Simultaneous Near‐Surface Trace Doping and Surface Modifications by Gas–Solid Reactions during One‐Pot Synthesis Enable Stable High‐Voltage Performance of LiCoO2

Abstract

AbstractLiCoO2 (LCO) with a high theoretical capacity of 274 mAh g–1 can rarely achieve a high practical capacity even at an upper cutoff voltage of 4.6 V due to severe structural instability and interface side reactions. Herein, an in situ strategy of gas–solid modifications during synthesis is proposed to improve the performance of LCO using sulfocompound‐contained expanded graphite (EG) as templates.
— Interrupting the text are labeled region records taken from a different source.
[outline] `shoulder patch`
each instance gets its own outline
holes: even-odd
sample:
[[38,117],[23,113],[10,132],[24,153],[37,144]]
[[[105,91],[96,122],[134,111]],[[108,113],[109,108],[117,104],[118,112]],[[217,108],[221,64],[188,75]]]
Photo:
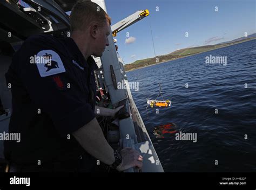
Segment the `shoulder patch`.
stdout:
[[35,60],[42,77],[66,72],[60,57],[53,50],[39,51]]

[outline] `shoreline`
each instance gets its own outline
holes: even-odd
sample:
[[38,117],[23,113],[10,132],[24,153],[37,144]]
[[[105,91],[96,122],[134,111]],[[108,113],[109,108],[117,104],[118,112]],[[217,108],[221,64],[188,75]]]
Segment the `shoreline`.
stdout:
[[[184,56],[184,57],[179,57],[179,58],[176,58],[176,59],[174,59],[169,60],[166,60],[166,61],[164,61],[164,62],[160,62],[160,63],[155,63],[155,64],[152,64],[152,65],[147,65],[147,66],[144,66],[144,67],[139,67],[139,68],[137,68],[137,69],[132,69],[132,70],[128,70],[128,71],[125,71],[125,72],[130,72],[130,71],[133,71],[137,70],[138,70],[138,69],[143,69],[143,68],[146,68],[146,67],[150,67],[150,66],[151,66],[156,65],[158,65],[158,64],[161,64],[161,63],[166,63],[166,62],[172,62],[172,61],[173,61],[173,60],[177,60],[177,59],[179,59],[184,58],[185,58],[185,57],[194,56],[194,55],[198,55],[198,54],[200,54],[200,53],[204,53],[204,52],[207,52],[207,51],[212,51],[212,50],[217,50],[217,49],[220,49],[220,48],[226,48],[226,47],[230,46],[231,46],[231,45],[236,45],[236,44],[241,44],[241,43],[244,43],[244,42],[249,42],[249,41],[253,40],[255,40],[255,39],[256,39],[256,38],[253,38],[253,39],[249,39],[249,40],[245,40],[245,41],[243,41],[243,42],[238,42],[238,43],[235,43],[235,44],[234,44],[227,45],[225,45],[225,46],[223,46],[223,47],[216,48],[214,48],[214,49],[211,49],[211,50],[207,50],[207,51],[202,51],[202,52],[199,52],[199,53],[194,53],[194,54],[192,54],[192,55],[190,55],[185,56]],[[198,48],[198,47],[195,47],[195,48]]]

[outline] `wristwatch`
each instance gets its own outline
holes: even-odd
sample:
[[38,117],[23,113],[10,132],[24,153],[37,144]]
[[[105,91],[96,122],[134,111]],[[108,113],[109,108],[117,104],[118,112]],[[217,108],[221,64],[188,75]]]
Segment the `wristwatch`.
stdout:
[[113,169],[116,169],[117,166],[121,164],[123,159],[122,158],[121,154],[120,154],[117,150],[114,151],[114,155],[115,161],[112,165],[110,165],[110,167]]

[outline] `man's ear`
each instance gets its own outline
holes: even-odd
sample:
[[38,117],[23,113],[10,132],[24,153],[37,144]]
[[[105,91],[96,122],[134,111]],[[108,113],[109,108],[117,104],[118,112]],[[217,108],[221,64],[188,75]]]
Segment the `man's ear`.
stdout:
[[90,26],[90,35],[93,38],[97,38],[99,32],[99,25],[96,23],[93,23]]

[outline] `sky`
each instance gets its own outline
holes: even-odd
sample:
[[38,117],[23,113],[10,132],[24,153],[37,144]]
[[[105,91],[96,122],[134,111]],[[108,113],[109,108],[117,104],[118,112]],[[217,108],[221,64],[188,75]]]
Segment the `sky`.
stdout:
[[[149,16],[118,32],[115,37],[119,55],[125,64],[129,64],[154,57],[153,40],[157,56],[185,48],[229,41],[244,37],[245,32],[248,35],[256,33],[255,2],[105,0],[105,2],[112,25],[137,10],[149,10]],[[126,37],[127,32],[129,37]],[[188,32],[188,37],[185,32]]]

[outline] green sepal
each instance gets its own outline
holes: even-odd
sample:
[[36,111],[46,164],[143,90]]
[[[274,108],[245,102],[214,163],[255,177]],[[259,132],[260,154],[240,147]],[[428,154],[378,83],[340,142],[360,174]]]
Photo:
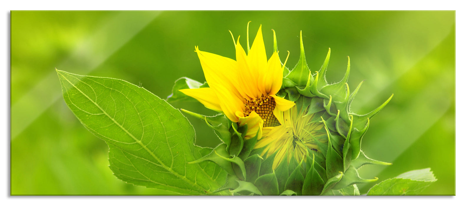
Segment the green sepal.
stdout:
[[[347,124],[350,124],[350,114],[348,114],[348,102],[350,101],[350,86],[348,86],[348,84],[345,83],[344,85],[346,86],[346,96],[343,102],[338,102],[337,101],[334,101],[334,104],[335,104],[335,108],[336,110],[339,110],[341,111],[340,114],[340,117],[344,121],[344,122]],[[342,125],[345,124],[343,122],[342,122]],[[345,136],[345,135],[343,135]]]
[[321,74],[320,76],[315,77],[317,83],[317,88],[319,91],[325,86],[327,85],[327,80],[325,79],[325,73],[327,72],[327,68],[329,66],[329,62],[330,61],[330,48],[329,48],[329,52],[327,53],[327,56],[325,57],[325,60],[323,62],[323,64],[321,67],[318,73]]
[[300,55],[299,60],[295,68],[290,72],[286,77],[294,82],[298,86],[304,86],[307,82],[309,75],[309,68],[306,62],[306,55],[304,54],[304,46],[302,43],[302,31],[300,33]]
[[[240,179],[245,179],[246,177],[246,171],[244,167],[244,163],[240,158],[234,157],[230,158],[230,154],[226,151],[226,144],[221,144],[214,149],[210,154],[196,160],[189,162],[188,164],[195,164],[205,161],[211,161],[220,166],[225,170],[228,174],[236,175]],[[236,166],[234,166],[236,165]],[[237,172],[239,169],[240,172]],[[242,175],[242,176],[241,176]]]
[[281,82],[282,89],[295,87],[296,85],[296,83],[295,83],[293,81],[286,77],[283,77],[283,80]]
[[288,196],[293,195],[297,195],[298,194],[296,193],[295,192],[290,190],[285,190],[285,191],[283,191],[283,192],[281,192],[281,194],[280,194],[280,195],[286,195]]
[[[369,118],[368,118],[366,126],[360,131],[355,128],[353,128],[352,130],[351,136],[350,137],[350,144],[351,144],[351,150],[353,151],[352,154],[351,154],[351,159],[356,159],[359,155],[363,136],[367,131],[367,129],[369,128]],[[353,122],[354,123],[354,121]],[[354,124],[353,125],[354,126]]]
[[308,134],[309,134],[309,136],[311,136],[311,137],[312,137],[312,139],[314,139],[314,143],[315,143],[315,144],[317,144],[317,147],[319,147],[319,150],[321,151],[321,152],[322,152],[322,154],[323,154],[323,156],[324,157],[326,157],[327,153],[327,151],[329,148],[328,145],[326,145],[323,143],[321,142],[321,141],[319,141],[319,140],[317,139],[317,138],[315,138],[315,137],[311,135],[310,133],[308,132]]
[[314,79],[312,78],[311,73],[309,73],[309,76],[308,77],[308,83],[306,84],[306,87],[304,87],[304,89],[302,89],[299,87],[297,87],[298,89],[298,92],[301,95],[308,97],[315,96],[315,95],[312,94],[311,92],[311,84],[312,83],[312,82],[314,82]]
[[[323,120],[323,119],[322,119]],[[327,170],[327,177],[330,178],[336,175],[338,172],[343,171],[343,159],[338,153],[335,151],[332,145],[332,141],[330,138],[330,134],[329,131],[329,128],[327,127],[325,122],[323,122],[325,130],[327,130],[327,134],[329,137],[329,145],[327,151],[327,155],[325,156],[325,167]]]
[[298,89],[296,89],[296,87],[287,88],[285,89],[285,91],[288,94],[288,98],[292,102],[295,102],[299,98],[299,96],[301,95],[299,92],[298,92]]
[[359,177],[357,170],[352,165],[350,165],[348,169],[343,174],[343,177],[337,183],[335,184],[333,190],[339,190],[355,184],[369,183],[374,182],[378,180],[378,178],[375,179],[363,179]]
[[325,185],[323,186],[322,192],[321,193],[321,195],[325,193],[329,189],[333,187],[333,185],[335,185],[340,180],[342,179],[342,178],[343,177],[343,172],[340,172],[338,173],[338,174],[335,175],[327,181]]
[[351,124],[350,125],[350,130],[348,132],[348,136],[345,140],[344,144],[343,145],[343,168],[345,171],[348,169],[350,165],[351,164],[351,158],[353,150],[351,148],[351,144],[350,144],[350,137],[351,136],[351,130],[353,128],[353,116],[351,116]]
[[230,131],[230,126],[232,122],[225,115],[221,114],[213,117],[207,117],[183,109],[180,110],[192,117],[205,121],[207,126],[213,129],[214,132],[220,140],[227,145],[231,143],[232,134]]
[[[332,191],[337,191],[333,190]],[[361,195],[359,193],[359,189],[357,188],[357,186],[356,186],[356,185],[348,186],[343,189],[340,189],[337,191],[338,193],[334,192],[335,195],[359,196]]]
[[[296,160],[296,158],[295,157],[294,154],[291,154],[292,157],[290,159],[290,162],[288,163],[288,176],[291,175],[291,173],[293,173],[295,170],[297,168],[301,168],[301,165],[298,162],[298,160]],[[288,158],[288,155],[287,155],[287,157]]]
[[[335,117],[335,128],[338,134],[346,139],[350,132],[350,128],[348,127],[348,124],[344,121],[341,120],[340,118],[340,110],[337,110],[336,117]],[[351,121],[350,121],[350,124],[352,124]]]
[[171,94],[167,97],[166,100],[170,103],[178,101],[197,101],[196,99],[185,95],[179,91],[179,90],[203,87],[209,87],[209,85],[206,82],[202,83],[188,77],[180,78],[175,81],[175,84],[171,89]]
[[238,182],[236,181],[238,179],[236,175],[228,174],[226,176],[225,184],[212,192],[215,193],[226,190],[233,190],[238,187],[239,185],[238,184]]
[[285,190],[296,191],[298,195],[301,195],[302,194],[302,186],[304,183],[304,177],[302,176],[302,173],[301,171],[301,165],[305,158],[306,157],[303,157],[301,159],[301,162],[297,167],[295,167],[295,170],[290,174],[286,184],[285,184]]
[[[328,179],[327,178],[327,172],[325,170],[325,157],[321,152],[310,149],[308,150],[308,151],[309,153],[312,153],[312,157],[314,158],[313,159],[311,159],[310,155],[308,156],[307,157],[308,162],[311,163],[314,162],[315,163],[314,166],[314,169],[319,173],[319,175],[323,180],[324,182],[327,181]],[[309,165],[310,166],[310,165]],[[310,169],[310,168],[309,167],[309,169]],[[306,173],[309,172],[309,169],[306,169]]]
[[356,89],[354,89],[354,91],[353,91],[353,92],[350,95],[350,98],[348,98],[348,105],[346,108],[348,111],[351,111],[350,108],[351,106],[351,103],[353,102],[353,100],[354,99],[354,98],[356,97],[356,95],[357,94],[358,91],[359,91],[359,89],[361,88],[361,85],[363,85],[363,83],[364,83],[364,82],[366,80],[363,80],[362,82],[360,82],[359,84],[358,84],[357,87],[356,87]]
[[[246,134],[246,132],[244,132],[244,134]],[[245,139],[243,140],[243,149],[241,149],[241,152],[238,155],[238,157],[244,160],[249,156],[251,152],[254,149],[254,146],[256,145],[256,143],[257,142],[257,137],[259,135],[259,130],[258,130],[257,133],[256,133],[256,135],[254,137],[248,139]],[[244,137],[243,137],[244,138]]]
[[244,167],[246,169],[246,181],[254,182],[259,177],[260,165],[263,159],[260,155],[255,154],[244,160]]
[[232,132],[231,144],[226,147],[231,157],[238,156],[240,154],[243,149],[244,144],[243,139],[247,131],[247,124],[238,127],[237,129],[235,127],[236,124],[232,123],[231,129],[233,130],[233,132]]
[[[283,67],[283,76],[288,76],[288,74],[289,74],[289,73],[290,73],[290,70],[289,70],[289,69],[288,69],[288,68],[287,67],[286,67],[286,66],[285,67]],[[293,82],[293,83],[294,83],[294,82]],[[295,83],[295,85],[296,84],[295,83]],[[281,85],[281,86],[282,86],[282,87],[283,87],[283,85]]]
[[277,152],[274,152],[272,155],[268,156],[262,161],[260,164],[260,171],[259,172],[260,176],[272,173],[273,170],[272,169],[272,166],[274,163],[274,159],[275,158],[275,156],[277,154]]
[[[315,170],[315,157],[313,154],[312,162],[310,167],[307,174],[306,179],[302,185],[303,195],[319,195],[322,192],[325,182]],[[308,163],[310,162],[309,156],[307,157]]]
[[278,182],[275,173],[272,172],[259,177],[254,183],[264,195],[278,195]]
[[351,161],[351,164],[356,169],[359,169],[363,165],[392,165],[391,163],[377,161],[368,158],[363,151],[360,151],[360,153],[357,158]]
[[[288,154],[285,154],[283,159],[287,159],[288,157]],[[288,177],[289,177],[288,173],[288,163],[286,161],[282,161],[275,169],[274,172],[275,175],[277,176],[278,191],[281,192],[285,190],[285,185],[287,183]]]
[[278,91],[278,92],[277,92],[277,94],[276,95],[281,98],[285,98],[285,96],[286,96],[287,94],[288,94],[287,93],[287,92],[285,91],[284,89],[280,89]]
[[337,112],[336,109],[335,107],[335,105],[332,103],[332,96],[329,95],[330,98],[329,99],[329,103],[326,103],[325,100],[323,101],[323,107],[325,108],[325,110],[327,110],[327,113],[333,116],[336,117],[336,113]]
[[382,110],[382,109],[384,109],[384,108],[385,107],[385,106],[387,105],[387,104],[388,104],[388,103],[390,102],[390,100],[391,100],[391,98],[393,97],[393,95],[392,94],[391,96],[390,96],[390,97],[388,98],[388,99],[387,99],[387,101],[385,101],[385,102],[384,103],[382,104],[382,105],[381,105],[380,106],[379,106],[378,107],[377,107],[375,110],[373,110],[372,111],[369,112],[367,114],[366,114],[364,115],[359,115],[352,113],[350,114],[354,116],[354,120],[355,123],[355,124],[354,124],[354,127],[356,128],[359,128],[361,127],[362,127],[363,124],[361,124],[359,123],[361,122],[363,122],[363,121],[362,121],[360,120],[364,120],[366,118],[370,119],[372,118],[372,117],[374,117],[374,115],[377,114],[377,113],[380,111],[380,110]]
[[257,189],[257,187],[256,187],[253,183],[249,182],[246,182],[238,180],[237,180],[236,182],[238,182],[239,185],[238,187],[234,190],[230,191],[231,192],[239,192],[246,191],[257,194],[259,195],[262,195],[262,193],[260,192],[260,191],[259,189]]
[[376,185],[367,195],[419,195],[437,180],[431,168],[413,170]]
[[342,81],[338,83],[325,85],[320,90],[324,94],[332,94],[334,101],[337,102],[344,102],[349,97],[349,91],[345,89],[347,87],[346,82],[350,76],[350,57],[348,57],[348,65],[346,73]]
[[272,31],[274,32],[274,52],[278,52],[278,47],[277,46],[277,36],[275,35],[275,30],[272,29]]
[[305,116],[325,110],[325,108],[323,107],[323,100],[324,99],[320,97],[312,97],[311,99],[311,103],[309,104],[309,107],[308,109],[308,113]]
[[314,80],[314,82],[311,84],[310,87],[309,87],[309,91],[310,91],[313,96],[329,99],[329,96],[326,95],[322,94],[320,91],[319,91],[319,90],[317,89],[317,84],[319,81],[319,72],[315,72],[315,80]]

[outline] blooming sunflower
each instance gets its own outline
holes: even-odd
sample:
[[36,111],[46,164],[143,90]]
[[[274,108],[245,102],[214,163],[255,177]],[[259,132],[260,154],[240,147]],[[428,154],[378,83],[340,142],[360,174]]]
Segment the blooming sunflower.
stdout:
[[260,139],[263,127],[280,124],[274,113],[286,111],[295,105],[276,95],[281,87],[285,65],[282,66],[276,52],[267,60],[261,28],[262,25],[250,49],[248,42],[247,55],[238,37],[234,44],[236,61],[196,47],[209,87],[179,90],[207,108],[223,112],[239,125],[247,124],[246,139],[258,134],[257,139]]

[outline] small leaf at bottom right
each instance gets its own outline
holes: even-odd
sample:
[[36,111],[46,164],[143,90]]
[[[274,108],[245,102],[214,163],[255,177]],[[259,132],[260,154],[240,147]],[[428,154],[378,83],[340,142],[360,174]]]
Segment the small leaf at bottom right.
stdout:
[[419,195],[437,181],[430,168],[413,170],[387,179],[370,188],[368,195]]

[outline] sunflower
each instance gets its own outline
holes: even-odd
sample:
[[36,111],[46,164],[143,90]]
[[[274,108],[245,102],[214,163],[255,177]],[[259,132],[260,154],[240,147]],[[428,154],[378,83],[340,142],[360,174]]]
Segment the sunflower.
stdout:
[[257,139],[260,139],[263,127],[280,125],[274,113],[286,111],[295,103],[276,95],[281,88],[285,64],[282,66],[275,51],[267,60],[262,25],[250,49],[248,42],[247,55],[239,41],[238,37],[234,43],[236,61],[196,47],[209,87],[179,91],[207,108],[224,113],[240,126],[247,124],[245,138],[258,134]]

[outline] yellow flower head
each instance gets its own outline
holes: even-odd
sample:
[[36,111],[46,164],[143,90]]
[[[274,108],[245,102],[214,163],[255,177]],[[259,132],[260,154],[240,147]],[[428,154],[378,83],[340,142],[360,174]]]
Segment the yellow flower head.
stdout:
[[236,61],[200,51],[196,47],[209,87],[180,90],[206,107],[224,113],[240,126],[247,124],[246,138],[258,132],[260,139],[263,127],[279,124],[274,111],[286,111],[295,105],[275,95],[281,87],[284,65],[282,66],[276,52],[267,60],[261,27],[247,55],[238,37],[235,44]]

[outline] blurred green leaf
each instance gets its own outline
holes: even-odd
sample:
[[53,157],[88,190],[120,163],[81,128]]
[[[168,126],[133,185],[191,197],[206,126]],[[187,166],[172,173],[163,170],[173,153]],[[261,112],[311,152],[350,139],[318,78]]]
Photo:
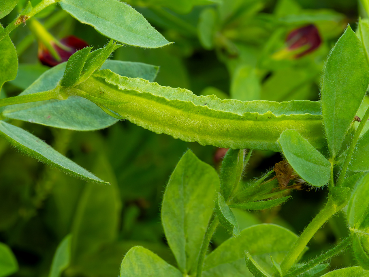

In situ generated SO2 gas from EG enables the Co‐coating of coherent spinel LixCo2O4 and Li2SO4 and the trace doping of high‐valence S mainly in the near‐surface regions via its reactions with the precursors. The modified LCO possesses excellent structural reversibility, interfacial stability, slight dissolution of Co2+, high diffusion coefficients of Li+, and low O 2p band top. This endows LCO with remarkably improved high‐voltage performance, 222 and 143 mAh g‐1 at 0.1 and 20 C, respectively, and 88% capacity retention over 100 cycles at 1 C for LCO/Li half cells between 2.8 and 4.6 V, and 202 mAh g–1 at 1 C and 87% capacity retention over 1000 cycles between 2.8 and 4.5 V for LCO/graphite full cells. This study provides a unique, simple, and upscalable strategy for performance improvement of electrode materials.